Septentrion a publié dans sa collection Hamac un petit livre de 112 pages intitulé simplement Queues. Dans ce dernier, Nicholas Giguère, qui vient de déposer sa thèse en études françaises sur les périodiques gais à l’Université de Sherbrooke, nous livre ce que l’on pourrait qualifier de monologue poétique intimiste trash sur la pulsion ou plus justement sur la fellation.

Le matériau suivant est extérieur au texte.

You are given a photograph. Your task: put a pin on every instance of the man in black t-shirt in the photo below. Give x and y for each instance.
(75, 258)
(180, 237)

Le narrateur, dans ce livre, nous confie ce qu’est la laideur de se dégoûter, de se dégoûter de se sentir inférieur, de se sentir inférieur à soi-même. L’auteur donne ainsi la parole à une partie de soi-même qu’on ne laisse habituellement jamais s’exprimer, une partie de soi-même que l’humain a généralement plutôt tendance à réprimer, voire à nier, tellement elle lui pue au nez. Grâce à cette démarche, le récit devient d’une honteuse lucidité. Il est obscène sans toutefois être érotisant. Il est dépouillé de tout sens de la moralité pour ne conserver que ce qu’il y a de plus humain. Après notre lecture, l’Alliance Arc-en-ciel avait trois questions à poser à lui poser. Voici ses réponses.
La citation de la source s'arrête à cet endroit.